En cuanto se quedó sola, Doña Beatriz no pudo contenerse y desató toda su furia destrozando cosas en el cuarto. Una vez que drenó su enojo, no le quedó más remedio que llamar a su abogada.
Las últimas palabras de Patricia eran una amenaza clara: tenía que transferirle todo rápido para poder asegurar su próxima sesión médica.
...
Al día siguiente, en el Aeropuerto de Rosarito.
Patricia sostenía las manos de Nerea, negándose a soltarla. «Hermana, ¿de verdad te tienes que ir? Pensé que solo estabas asustando a la anciana. ¿No faltan algunos días para Fin de Año?
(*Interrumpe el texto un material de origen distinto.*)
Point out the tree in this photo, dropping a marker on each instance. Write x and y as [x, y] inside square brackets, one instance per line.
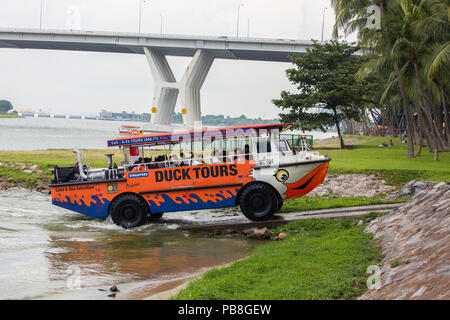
[328, 91]
[5, 106]
[412, 44]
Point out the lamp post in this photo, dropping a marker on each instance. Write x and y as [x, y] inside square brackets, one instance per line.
[40, 19]
[323, 21]
[140, 13]
[237, 28]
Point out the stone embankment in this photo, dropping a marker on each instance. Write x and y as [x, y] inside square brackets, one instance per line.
[415, 240]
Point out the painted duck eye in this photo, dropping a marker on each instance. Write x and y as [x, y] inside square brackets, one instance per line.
[282, 175]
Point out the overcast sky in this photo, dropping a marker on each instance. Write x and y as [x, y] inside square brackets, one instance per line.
[85, 83]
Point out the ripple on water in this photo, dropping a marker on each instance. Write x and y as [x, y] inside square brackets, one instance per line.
[42, 246]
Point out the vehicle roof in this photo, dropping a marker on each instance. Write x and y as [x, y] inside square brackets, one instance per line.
[177, 136]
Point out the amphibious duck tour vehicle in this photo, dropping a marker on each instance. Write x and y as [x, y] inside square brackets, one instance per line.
[246, 166]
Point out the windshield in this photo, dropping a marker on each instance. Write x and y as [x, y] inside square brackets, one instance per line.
[284, 145]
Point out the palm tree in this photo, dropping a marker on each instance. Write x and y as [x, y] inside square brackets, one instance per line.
[413, 45]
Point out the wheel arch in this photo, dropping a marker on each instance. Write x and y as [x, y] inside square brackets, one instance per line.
[279, 197]
[147, 206]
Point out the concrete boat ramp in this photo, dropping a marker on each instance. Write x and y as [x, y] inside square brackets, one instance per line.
[243, 223]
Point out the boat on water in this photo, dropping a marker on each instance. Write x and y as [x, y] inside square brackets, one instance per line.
[246, 166]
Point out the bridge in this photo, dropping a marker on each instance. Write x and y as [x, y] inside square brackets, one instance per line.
[156, 47]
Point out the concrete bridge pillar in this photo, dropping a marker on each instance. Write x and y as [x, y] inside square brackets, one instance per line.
[167, 88]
Quédate a disfrutar un poco más.»
Nerea sonrió y negó con la cabeza. «Para la próxima. Tengo que ir a buscar a mi hijo, se lo prometí.»
«¿Dónde está estudiando mi sobrinito?»
«No lo sé con exactitud.»
Patricia levantó una ceja, sorprendida, pero al ver el rostro sincero de Nerea, supo que no le mentía.
No insistió más en el tema. «Bueno, que tengan un buen viaje. Llámenme cuando lleguen para saber que están bien.»
Nerea asintió.
Patricia le indicó a su guardaespaldas que le entregara a Leo los regalos locales que había mandado preparar a última hora. «Como no sabía que se iban tan pronto, no pude preparar la gran cosa.»
«Esto es más que suficiente. Volveremos, ya nos prepararás algo mejor para entonces.»
«Hecho. Aprovecho para desearles a ti y a mi cuñado unas felices fiestas. Que tengan salud y paz.»
Nerea sonrió complacida. «Lo mismo para ti. Aunque estés sola en Rosarito, diviértete. Si nos extrañas, ven a vernos. ¡En Puerto San Martín siempre serás bienvenida!»
Tras despedir a Nerea, Patricia subió a su auto. El chofer le preguntó: «Jefa, ¿adónde vamos?»
«A la empresa.»
Esos viejos de la junta directiva creían que, tras haber derrotado a Marisa Peñalosa, podían ponerla a ella al mando pensando que sería fácil de manipular por ser joven y no tener experiencia ni respaldos.
Creían que sería una marioneta más.
Pero para su sorpresa, Patricia resultó ser un rival mucho más letal que la propia Marisa.
Los viejos ya se habían dado cuenta de ello. Sabían que si la dejaban consolidar su poder, pronto serían ellos quienes terminarían en la calle.